Historically, cGVHD has been understood and classified based on its common presentations; however, it is almost certain that there are other alloimmune manifestations that may go unrecognized due to their relative rarity and/or the lack of consistent association with cGVHD. The National Institutes of Health Consensus Project Task Force has recently attempted to codify some of these manifestations, building on our collective experience. The new report by Cuvelier et al reflects this effort and gives a very nice overview of some of the more uncommon manifestations of cGVHD.

For example, there are clearly renal manifestations, such as minimal change disease or glomerulonephritis, that are associated with cGVHD. Although these manifestations are not formally recognized as cGVHD, they are immune phenomena and are characterized as autoimmune diseases when they occur outside of transplantation. There are also manifestations within both the central and the peripheral nervous systems that are likely manifestations of cGVHD. For example, there are several small fiber neuropathies that most of us see but usually do not classify as cGVHD.

While cGVHD must always be considered as a possible cause of these atypical manifestations, it is also important to explore the full differential diagnosis before attributing a condition to an atypical manifestation of cGVHD. Additionally, the publication by Cuvelier and colleagues notes that a connection between cGVHD and some manifestations is still speculative, outlining some of the steps that can be taken to further this research.

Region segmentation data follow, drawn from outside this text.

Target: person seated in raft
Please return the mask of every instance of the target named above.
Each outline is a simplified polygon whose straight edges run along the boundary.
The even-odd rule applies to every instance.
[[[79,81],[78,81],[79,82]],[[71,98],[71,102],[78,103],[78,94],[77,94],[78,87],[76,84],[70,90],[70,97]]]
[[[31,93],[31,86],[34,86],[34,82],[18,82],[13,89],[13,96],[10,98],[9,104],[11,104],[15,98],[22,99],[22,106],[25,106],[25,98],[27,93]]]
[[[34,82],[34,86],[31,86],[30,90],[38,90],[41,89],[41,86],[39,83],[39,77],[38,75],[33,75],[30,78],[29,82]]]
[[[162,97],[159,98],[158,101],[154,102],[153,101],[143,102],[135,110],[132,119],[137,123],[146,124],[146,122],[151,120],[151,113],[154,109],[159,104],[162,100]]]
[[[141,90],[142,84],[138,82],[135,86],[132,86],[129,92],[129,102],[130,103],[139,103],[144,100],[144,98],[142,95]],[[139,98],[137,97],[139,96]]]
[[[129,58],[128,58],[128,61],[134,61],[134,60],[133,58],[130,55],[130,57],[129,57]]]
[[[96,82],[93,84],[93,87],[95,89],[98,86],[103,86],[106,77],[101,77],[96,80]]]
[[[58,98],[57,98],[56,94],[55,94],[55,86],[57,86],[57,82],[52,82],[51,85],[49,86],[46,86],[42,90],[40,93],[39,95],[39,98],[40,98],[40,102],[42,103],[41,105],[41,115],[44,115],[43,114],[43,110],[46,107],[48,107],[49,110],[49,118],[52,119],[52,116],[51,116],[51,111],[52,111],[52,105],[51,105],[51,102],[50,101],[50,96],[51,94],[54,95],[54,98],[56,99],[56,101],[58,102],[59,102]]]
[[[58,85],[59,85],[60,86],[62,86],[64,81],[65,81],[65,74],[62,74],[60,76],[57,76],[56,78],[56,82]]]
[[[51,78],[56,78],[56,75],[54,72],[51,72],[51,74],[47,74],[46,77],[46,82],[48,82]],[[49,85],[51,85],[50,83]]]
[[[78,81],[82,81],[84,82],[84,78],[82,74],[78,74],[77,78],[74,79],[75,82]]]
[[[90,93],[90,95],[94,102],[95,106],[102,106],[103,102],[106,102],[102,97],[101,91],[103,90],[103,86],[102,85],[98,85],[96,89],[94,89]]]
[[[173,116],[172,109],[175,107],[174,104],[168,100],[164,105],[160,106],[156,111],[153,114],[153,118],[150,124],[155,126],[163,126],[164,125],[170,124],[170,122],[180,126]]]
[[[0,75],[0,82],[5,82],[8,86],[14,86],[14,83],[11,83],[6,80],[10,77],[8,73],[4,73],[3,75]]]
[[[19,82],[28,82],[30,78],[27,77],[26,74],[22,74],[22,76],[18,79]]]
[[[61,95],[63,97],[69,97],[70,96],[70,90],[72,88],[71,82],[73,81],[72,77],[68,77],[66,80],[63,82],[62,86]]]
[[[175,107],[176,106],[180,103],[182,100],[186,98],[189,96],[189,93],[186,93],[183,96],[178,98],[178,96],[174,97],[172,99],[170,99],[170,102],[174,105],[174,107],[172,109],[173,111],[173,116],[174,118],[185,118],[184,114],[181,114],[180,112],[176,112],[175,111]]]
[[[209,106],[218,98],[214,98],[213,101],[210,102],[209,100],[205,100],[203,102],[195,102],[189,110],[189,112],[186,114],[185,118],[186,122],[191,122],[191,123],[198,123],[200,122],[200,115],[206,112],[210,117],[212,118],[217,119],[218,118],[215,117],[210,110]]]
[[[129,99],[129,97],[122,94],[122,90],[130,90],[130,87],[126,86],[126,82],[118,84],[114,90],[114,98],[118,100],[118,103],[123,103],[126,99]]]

As relates to potential mimics of atypical cGVHD in the renal sphere, we know that there is a late form of microangiopathy that is more often associated with radiation and could present as glomerulonephritis or nephrotic syndrome, so that must be ruled out. We also use many treatments such as tacrolimus or vinca alkaloids that have neuropathic side effects that should not be confused with neuropathy from cGVHD. Finally, infections have the potential to mimic manifestations of cGVHD. There are several seasonal endemic viruses that can cause pericarditis, and, unless we look for echovirus or enterovirus in pericardial fluid, we might erroneously ascribe the pericarditis to cGVHD. Thus, it is good clinical practice to perform a differential diagnosis, since clearly not everything is an alloimmune phenomenon and is related to cGVHD. In general, I would say that atypical cGVHD is a diagnosis of exclusion.